Direito

29/04/2021 | domtotal.com

Rosa Weber suspende desocupação de terra de comunidade indígena na Bahia

Decisão derrubada pela ministra Rosa Weber autorizava ainda o uso de força policial para o cumprimento da ordem de reintegração

Rosa lembrou que o ministro Edson Fachin determinou a suspensão nacional de todos os processos e recursos judiciais que tratem de demarcação de áreas indígenas, até o final da pandemia da Covid-19
Rosa lembrou que o ministro Edson Fachin determinou a suspensão nacional de todos os processos e recursos judiciais que tratem de demarcação de áreas indígenas, até o final da pandemia da Covid-19 (Carlos Moura/SCO/STF)

A ministra Rosa Weber, do Supremo Tribunal Federal (STF), atendeu pedido da Defensoria Pública da União (DPU), e suspendeu decisão do juízo da 1ª Vara Federal de Itabuna, na Bahia, que determinou a imediata desocupação, pela Comunidade Indígena Tupinambá de Olivença, do Conjunto Agrícola São Marcos, com área total de 84 hectares.

Em decisão proferida na segunda-feira (26), Rosa lembrou que o ministro Edson Fachin determinou a suspensão nacional de todos os processos e recursos judiciais que tratem de demarcação de áreas indígenas, até o final da pandemia da Covid-19 ou até o julgamento ação que discute a definição do estatuto jurídico-constitucional das relações de posse das áreas de tradicional ocupação indígena. As informações foram divulgadas pelo STF.
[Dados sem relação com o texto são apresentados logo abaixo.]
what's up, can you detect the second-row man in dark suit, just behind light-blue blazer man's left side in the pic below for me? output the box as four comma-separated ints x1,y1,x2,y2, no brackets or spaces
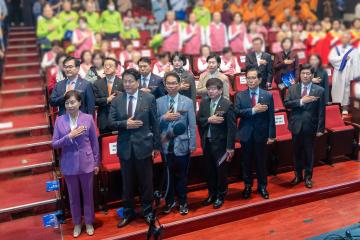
138,57,165,99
A decisão de Fachin foi dada em maio de 2020, quando o ministro considerou que a manutenção da tramitação de processos sobre a demarcação de terras indígenas, com o risco de determinações de reintegrações de posse, "agrava a situação dos indígenas, que podem se ver, repentinamente, aglomerados em beiras de rodovias, desassistidos e sem condições mínimas de higiene e isolamento para minimizar os riscos de contágio pelo coronavírus".

Em análise preliminar, a relatora considerou que o despacho dado pela Justiça Federal baiana no último dia 30 parece afrontar a decisão monocrática de Fachin. A ministra também verificou o risco de dano de difícil reparação, tendo em vista que, caso a área não seja desocupada até 30 de abril, será expedido o mandado de reintegração de posse. A decisão derrubada autorizava ainda o uso de força policial para o cumprimento da ordem de reintegração.